Password has been already used.
Password changed.
root@tstnglbz1 # ssh -n munsbxlinux2 'echo -e "TestPW12345!\nTestPW12345!" | passwd mcha>
New password: BAD PASSWORD: it is too simplistic/systematic
Retype new password: Changing password for user mchavoshi.
passwd: all authentication tokens updated successfully.
root@tstnglbz1 # ssh -n munsbxlinux3 'echo -e "TestPW12345!\nTestPW12345!" | passwd mcha>
New password: Retype new password: Changing password for user mchavoshi.
passwd: all authentication tokens updated successfully.

Hi,

Good to know that the problem is now identified and that you have a working solution for the Linux systems, at least. As for the Solaris one, you'll most likely have to find an alternative way of re-setting the password for that one host, or find one other common method that works across all platforms. The 'chpasswd' and 'usermod' ideas mentioned by RudiC and Chubler_XL would certainly be the best place to start.
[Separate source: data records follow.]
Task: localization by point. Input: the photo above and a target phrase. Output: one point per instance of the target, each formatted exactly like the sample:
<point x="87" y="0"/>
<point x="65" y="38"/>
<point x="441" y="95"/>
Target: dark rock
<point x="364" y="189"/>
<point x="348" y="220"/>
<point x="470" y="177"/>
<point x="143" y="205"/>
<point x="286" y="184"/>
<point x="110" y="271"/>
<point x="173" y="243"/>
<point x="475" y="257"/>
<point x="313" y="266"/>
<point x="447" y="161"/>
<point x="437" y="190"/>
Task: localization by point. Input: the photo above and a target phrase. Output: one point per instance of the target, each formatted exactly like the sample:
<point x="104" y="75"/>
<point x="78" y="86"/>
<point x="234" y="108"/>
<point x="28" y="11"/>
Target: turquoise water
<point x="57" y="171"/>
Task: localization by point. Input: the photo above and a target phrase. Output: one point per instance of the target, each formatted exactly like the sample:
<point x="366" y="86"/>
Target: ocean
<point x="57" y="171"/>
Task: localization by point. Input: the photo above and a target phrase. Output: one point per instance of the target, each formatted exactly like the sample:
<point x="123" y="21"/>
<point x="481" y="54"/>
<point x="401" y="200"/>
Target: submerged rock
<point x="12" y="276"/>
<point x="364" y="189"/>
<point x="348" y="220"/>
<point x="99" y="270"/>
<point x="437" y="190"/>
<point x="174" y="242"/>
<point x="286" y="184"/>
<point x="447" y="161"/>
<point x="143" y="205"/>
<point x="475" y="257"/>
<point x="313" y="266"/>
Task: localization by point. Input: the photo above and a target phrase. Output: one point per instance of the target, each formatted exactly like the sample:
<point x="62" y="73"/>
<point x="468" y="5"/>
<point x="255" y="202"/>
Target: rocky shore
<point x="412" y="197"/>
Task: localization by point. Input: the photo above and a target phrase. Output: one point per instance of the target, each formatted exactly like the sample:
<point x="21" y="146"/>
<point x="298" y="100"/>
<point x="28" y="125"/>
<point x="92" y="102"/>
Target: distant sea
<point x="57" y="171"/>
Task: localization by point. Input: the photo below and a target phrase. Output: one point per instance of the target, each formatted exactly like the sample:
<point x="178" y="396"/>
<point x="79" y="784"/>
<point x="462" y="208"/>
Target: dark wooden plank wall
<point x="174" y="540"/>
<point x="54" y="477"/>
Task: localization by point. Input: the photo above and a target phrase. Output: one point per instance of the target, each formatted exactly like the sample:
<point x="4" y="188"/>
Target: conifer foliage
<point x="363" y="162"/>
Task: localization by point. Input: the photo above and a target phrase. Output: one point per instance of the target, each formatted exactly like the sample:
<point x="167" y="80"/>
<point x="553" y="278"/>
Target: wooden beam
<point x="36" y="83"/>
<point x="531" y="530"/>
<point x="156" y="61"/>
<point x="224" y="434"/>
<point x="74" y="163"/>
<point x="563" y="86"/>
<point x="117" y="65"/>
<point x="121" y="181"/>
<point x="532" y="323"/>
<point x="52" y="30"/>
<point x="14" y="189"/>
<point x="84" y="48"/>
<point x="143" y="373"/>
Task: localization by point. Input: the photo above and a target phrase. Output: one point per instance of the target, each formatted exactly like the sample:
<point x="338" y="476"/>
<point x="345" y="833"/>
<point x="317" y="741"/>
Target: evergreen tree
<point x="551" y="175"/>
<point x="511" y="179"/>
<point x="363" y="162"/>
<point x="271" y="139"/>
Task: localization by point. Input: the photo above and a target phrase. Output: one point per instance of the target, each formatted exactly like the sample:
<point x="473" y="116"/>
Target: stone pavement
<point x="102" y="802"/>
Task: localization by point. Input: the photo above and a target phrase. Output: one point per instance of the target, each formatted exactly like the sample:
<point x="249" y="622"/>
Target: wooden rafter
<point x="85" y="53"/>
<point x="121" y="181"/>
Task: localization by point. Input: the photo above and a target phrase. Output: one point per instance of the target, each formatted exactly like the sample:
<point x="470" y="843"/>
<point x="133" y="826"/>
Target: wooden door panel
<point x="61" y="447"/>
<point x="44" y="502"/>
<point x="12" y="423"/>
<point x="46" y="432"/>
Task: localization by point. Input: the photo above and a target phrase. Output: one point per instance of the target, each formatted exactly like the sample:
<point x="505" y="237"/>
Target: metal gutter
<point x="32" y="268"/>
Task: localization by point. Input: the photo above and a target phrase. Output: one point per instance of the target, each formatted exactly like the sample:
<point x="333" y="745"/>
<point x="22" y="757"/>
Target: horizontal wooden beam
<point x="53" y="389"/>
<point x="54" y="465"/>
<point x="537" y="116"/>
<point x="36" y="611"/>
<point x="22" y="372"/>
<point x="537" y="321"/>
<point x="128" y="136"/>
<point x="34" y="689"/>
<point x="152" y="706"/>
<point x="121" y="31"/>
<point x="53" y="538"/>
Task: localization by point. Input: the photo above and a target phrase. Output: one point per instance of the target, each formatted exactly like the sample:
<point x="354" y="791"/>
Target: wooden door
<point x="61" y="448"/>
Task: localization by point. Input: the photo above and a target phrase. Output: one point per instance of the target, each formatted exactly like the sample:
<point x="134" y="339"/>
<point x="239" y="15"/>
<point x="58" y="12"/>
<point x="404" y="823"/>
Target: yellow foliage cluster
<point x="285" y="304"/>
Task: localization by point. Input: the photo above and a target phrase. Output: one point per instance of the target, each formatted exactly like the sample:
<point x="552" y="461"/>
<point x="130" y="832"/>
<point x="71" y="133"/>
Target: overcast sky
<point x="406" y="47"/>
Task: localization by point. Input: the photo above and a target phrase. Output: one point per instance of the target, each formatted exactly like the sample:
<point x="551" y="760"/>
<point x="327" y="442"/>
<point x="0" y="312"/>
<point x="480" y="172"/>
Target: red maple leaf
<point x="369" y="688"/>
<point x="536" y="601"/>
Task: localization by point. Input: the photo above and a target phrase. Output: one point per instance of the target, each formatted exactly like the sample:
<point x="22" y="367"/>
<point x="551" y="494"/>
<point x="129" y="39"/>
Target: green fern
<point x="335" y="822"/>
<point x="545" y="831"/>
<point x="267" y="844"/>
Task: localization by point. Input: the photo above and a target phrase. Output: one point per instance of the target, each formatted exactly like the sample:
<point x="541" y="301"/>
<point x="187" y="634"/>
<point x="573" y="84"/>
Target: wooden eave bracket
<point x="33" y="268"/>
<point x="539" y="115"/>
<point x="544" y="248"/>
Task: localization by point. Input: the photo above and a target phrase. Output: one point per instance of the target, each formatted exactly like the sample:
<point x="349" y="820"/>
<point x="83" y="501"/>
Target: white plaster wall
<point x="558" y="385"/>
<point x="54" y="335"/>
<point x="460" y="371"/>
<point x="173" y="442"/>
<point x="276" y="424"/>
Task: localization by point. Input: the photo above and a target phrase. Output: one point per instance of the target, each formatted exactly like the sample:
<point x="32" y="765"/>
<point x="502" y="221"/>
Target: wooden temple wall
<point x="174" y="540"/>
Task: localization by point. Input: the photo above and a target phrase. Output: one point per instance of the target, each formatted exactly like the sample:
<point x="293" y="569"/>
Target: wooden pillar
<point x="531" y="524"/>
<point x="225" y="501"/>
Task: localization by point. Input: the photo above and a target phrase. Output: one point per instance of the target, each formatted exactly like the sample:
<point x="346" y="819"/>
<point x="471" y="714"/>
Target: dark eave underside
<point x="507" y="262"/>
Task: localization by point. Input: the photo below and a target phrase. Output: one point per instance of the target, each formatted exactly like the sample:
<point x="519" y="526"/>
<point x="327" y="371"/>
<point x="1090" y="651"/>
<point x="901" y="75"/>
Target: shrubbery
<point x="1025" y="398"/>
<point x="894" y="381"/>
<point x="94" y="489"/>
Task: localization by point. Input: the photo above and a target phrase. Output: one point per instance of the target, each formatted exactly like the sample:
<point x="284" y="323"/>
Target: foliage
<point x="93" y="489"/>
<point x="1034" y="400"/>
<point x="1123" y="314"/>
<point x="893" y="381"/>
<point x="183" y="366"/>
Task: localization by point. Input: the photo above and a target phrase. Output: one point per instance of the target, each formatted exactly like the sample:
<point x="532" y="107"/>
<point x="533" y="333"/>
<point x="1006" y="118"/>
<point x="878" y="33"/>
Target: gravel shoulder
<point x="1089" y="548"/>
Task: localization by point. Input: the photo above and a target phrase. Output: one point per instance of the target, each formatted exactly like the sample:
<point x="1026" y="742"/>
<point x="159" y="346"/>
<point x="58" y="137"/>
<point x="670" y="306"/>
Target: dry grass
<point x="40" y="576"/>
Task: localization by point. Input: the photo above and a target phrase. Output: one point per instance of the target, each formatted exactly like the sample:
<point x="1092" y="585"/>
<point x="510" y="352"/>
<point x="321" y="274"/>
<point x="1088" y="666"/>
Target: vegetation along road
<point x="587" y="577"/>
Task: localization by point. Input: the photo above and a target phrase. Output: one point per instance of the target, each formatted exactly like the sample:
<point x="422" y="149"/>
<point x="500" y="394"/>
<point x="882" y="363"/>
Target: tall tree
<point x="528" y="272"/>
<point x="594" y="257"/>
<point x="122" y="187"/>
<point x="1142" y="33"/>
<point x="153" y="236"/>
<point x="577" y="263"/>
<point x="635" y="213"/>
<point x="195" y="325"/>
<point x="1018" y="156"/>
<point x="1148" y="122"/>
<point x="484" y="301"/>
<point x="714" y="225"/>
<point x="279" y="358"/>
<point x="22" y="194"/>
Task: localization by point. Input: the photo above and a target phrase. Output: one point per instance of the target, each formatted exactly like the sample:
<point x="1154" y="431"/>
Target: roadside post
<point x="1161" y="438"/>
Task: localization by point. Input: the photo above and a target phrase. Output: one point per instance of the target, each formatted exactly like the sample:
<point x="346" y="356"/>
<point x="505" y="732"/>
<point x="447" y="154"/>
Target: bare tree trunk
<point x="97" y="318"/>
I don't readily have access to a Solaris system to test things on myself just now, but will have a play about this evening if I can if you're still in need of an answer then.

1 Like

OK guys, thanks so much @drysdalk for your excellent trouble shooting idea (running every command individually on the command line). The script works perfect, the way it is, it only hangs on stupid Solaris and since the Solaris box was on the top of the data file, it would hang on it and not go further. I removed the Solaris box from my data file and everything ran just fine. Please see below. I guess the problem now gets reduced to how to do this **** on Solaris?
Thanks, everyone, you guys are great.

 root@tstnglbz1 # ./pwchange.sh pwchange.dat
New password: BAD PASSWORD: it is too simplistic/systematic
Retype new password: Changing password for mchavoshi.
Password has been already used.
Password changed.
New password: BAD PASSWORD: it is too simplistic/systematic
Retype new password: Changing password for user mchavoshi.
passwd: all authentication tokens updated successfully.
New password: Retype new password: Changing password for user mchavoshi.
passwd: all authentication tokens updated successfully.
root@tstnglbz1 #

---------- Post updated at 11:17 AM ---------- Previous update was at 10:11 AM ----------

So, apparently (as far as I can tell) Solaris doesn't have the chpasswd command and doesn't support "usermod -w" switch to change passwords non-interactively. Strange, but true (again, as far as I can tell).

Hi,

I've looked into this a bit further, although I don't myself have a full Oracle Solaris system to test on; rather, at home I have a system running Tribblix, an Illumos distro. So there will certainly be some differences beween that and Oracle's Solaris, which I can't really legitimately run for free at the moment due to the licensing requirements it has.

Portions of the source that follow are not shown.